I couldn’t bear that on my conscience. Coupled with the fact that I genuinely liked this woman, I was left feeling weak and helpless, there being nothing more I could do.
“It’s not stopping, Seth.”
“Wait.”
“It’s not stopping!”
“Wait!”
And, sure enough, the next moment found Connie’s convulsions ebbing, then stopping altogether save for a few last twitches of her arms and legs, the awful thrashing done.
“You were right,” I told Cabot Cove’s favorite physician.
“Of course I was.”
“And she’s breathing. A bit shallow and fitful, labored, but she’s breathing.”
“Is she conscious?”
“No.”
“Once her breathing settles and her heart rate slows, she should regain consciousness. Otherwise . . .”
“Otherwise what, Seth?”
“Seizures of the intensity you’re describing are known to induce comas. We’ll deal with that if she still isn’t awake in, say, an hour. Not a lot we can do under the circumstances, but the roads aren’t going to be shut down forever.”
“Your mouth to God’s ears. What should we do now?”
“With no ambulance coming anytime soon, get her up to her room, onto her bed but not under the covers, and don’t leave her alone until she regains consciousness, Jess.” He seemed finished but resumed speaking almost immediately. “Wait—did you say a wedding party?”
* * *
* * *
Seamus McGilray had appeared at the tail end of my conversation with Seth and
assessed the situation accurately enough to rush off and return moments later pushing a wheelchair. I watched Mark Mulroy and Tyler Castavette position themselves on either side of the now-still Constance Mulroy in order to ease her gently up from the floor and settle her into it, careful to support her head the whole time. A nasty bruise had begun to form across the top and bridge of her nose from where her face had impacted the table. I’d forgotten to mention that complication to Seth and wondered how a possible concussion might have affected his recommendation for treatment.
I need your expertise on a sensitive matter, something rather personal involving family.
Connie’s words to me ninety minutes earlier felt like shadowy ghosts. I couldn’t chase them from my mind, or rid my consciousness of their potential meaning.
Family secrets, to be specific.
What family secrets? And how might they be connected to the fears Connie had just begun to express to me about her life being in danger?
It was easy for me to linger while the others surrounded the wheelchair in a pack as Connie’s son Mark wheeled the chair in which his mother’s limp frame drooped from the Sea Captains Room toward the elevator down the hall back in the lobby.
I needed to be alone for a time to sort through what I was thinking and feeling.
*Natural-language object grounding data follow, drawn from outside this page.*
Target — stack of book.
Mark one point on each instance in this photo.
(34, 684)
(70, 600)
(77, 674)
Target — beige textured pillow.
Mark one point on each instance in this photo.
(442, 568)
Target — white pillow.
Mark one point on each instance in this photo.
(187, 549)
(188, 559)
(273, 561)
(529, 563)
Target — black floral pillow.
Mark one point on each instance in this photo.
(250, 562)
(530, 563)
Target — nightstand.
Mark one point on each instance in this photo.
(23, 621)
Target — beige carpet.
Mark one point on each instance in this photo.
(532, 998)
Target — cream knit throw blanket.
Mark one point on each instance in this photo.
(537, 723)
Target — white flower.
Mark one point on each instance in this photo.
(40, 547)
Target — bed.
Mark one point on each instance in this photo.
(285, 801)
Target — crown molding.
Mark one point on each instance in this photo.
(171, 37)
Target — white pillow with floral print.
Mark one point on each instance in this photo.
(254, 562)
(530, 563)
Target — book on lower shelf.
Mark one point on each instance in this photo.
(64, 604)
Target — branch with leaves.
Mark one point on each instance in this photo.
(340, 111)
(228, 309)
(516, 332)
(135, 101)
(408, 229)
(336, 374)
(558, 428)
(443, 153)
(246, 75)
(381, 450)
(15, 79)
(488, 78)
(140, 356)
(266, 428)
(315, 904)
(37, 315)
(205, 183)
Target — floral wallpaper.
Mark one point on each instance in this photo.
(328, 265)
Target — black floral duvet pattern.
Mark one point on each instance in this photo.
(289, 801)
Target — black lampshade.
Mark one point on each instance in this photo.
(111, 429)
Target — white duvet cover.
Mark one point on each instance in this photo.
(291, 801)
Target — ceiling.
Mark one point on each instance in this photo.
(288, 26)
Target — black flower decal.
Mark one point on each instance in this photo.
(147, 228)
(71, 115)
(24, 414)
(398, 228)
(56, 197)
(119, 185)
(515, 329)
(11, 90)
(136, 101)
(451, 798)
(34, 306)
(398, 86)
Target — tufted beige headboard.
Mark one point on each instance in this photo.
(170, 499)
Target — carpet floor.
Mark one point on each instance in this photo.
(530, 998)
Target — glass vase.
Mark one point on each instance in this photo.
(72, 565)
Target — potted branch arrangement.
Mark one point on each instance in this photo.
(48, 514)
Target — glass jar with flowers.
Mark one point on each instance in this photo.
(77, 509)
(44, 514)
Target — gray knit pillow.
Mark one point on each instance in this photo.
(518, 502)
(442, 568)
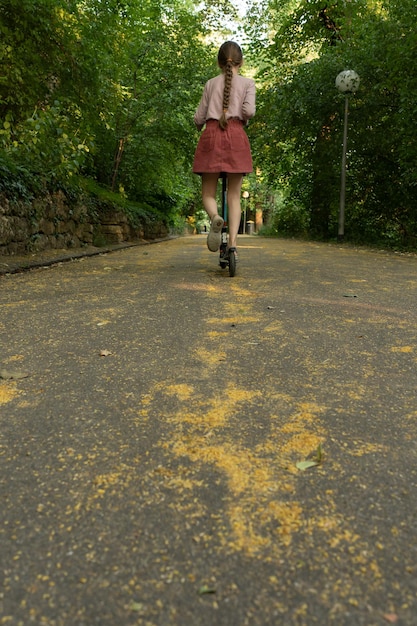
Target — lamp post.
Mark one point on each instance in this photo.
(245, 196)
(347, 82)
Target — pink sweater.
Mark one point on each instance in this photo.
(241, 105)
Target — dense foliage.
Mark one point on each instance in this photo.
(106, 89)
(300, 47)
(103, 88)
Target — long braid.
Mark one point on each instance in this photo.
(230, 55)
(228, 76)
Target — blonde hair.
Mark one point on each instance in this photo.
(229, 56)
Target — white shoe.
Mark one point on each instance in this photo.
(214, 238)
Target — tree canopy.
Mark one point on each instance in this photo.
(106, 90)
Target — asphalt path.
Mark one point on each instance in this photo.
(154, 414)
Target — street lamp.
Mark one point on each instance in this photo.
(347, 82)
(245, 196)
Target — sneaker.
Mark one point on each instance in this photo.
(214, 238)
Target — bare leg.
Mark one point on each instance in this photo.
(208, 191)
(234, 185)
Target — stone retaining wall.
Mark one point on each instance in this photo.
(53, 223)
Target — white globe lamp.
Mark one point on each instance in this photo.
(347, 81)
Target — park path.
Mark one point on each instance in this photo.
(151, 433)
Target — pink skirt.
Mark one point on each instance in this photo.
(223, 150)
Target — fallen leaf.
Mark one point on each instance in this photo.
(204, 590)
(303, 465)
(12, 374)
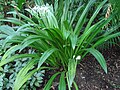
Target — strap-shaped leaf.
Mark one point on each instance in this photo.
(45, 55)
(62, 84)
(99, 58)
(23, 75)
(5, 61)
(49, 83)
(10, 51)
(71, 72)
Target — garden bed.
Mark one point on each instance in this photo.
(90, 76)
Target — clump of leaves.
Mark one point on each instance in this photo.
(57, 40)
(9, 73)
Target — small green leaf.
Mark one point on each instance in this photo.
(45, 55)
(49, 83)
(71, 72)
(62, 84)
(99, 58)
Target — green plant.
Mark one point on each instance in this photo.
(57, 40)
(9, 73)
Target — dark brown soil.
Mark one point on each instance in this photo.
(90, 76)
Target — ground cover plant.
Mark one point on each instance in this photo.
(58, 40)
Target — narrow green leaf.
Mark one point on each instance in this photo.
(82, 17)
(71, 72)
(22, 76)
(10, 51)
(62, 84)
(99, 58)
(49, 83)
(45, 55)
(5, 61)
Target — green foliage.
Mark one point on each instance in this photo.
(9, 73)
(56, 38)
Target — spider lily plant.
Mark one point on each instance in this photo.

I stood in the very spot where Constance Mulroy had been when she’d risen to make her toast; I hoped it would lend me a perspective that would reveal something new.
Her wineglass had spilled over when she crashed forward. It was lying so its stem was hanging off the edge of the table. Something made me stand it back upright, so it wouldn’t join all the broken dinnerware; I don’t know why, but in that moment it seemed important to me to do so. And that’s when I noticed a thin, chalky residue coating the sides and bottom of Connie’s wineglass. Not everywhere and not all that pronounced, but enough to give me a notion as to what had caused her seizure:
Constance Mulroy had been poisoned.
* * *
* * *
At that point I was still alone in the Sea Captains Room, the memories captured in the slideshow projected against a screen in the far corner my only company. Prior to joining the wedding party upstairs in Connie’s room, I called Mort Metzger.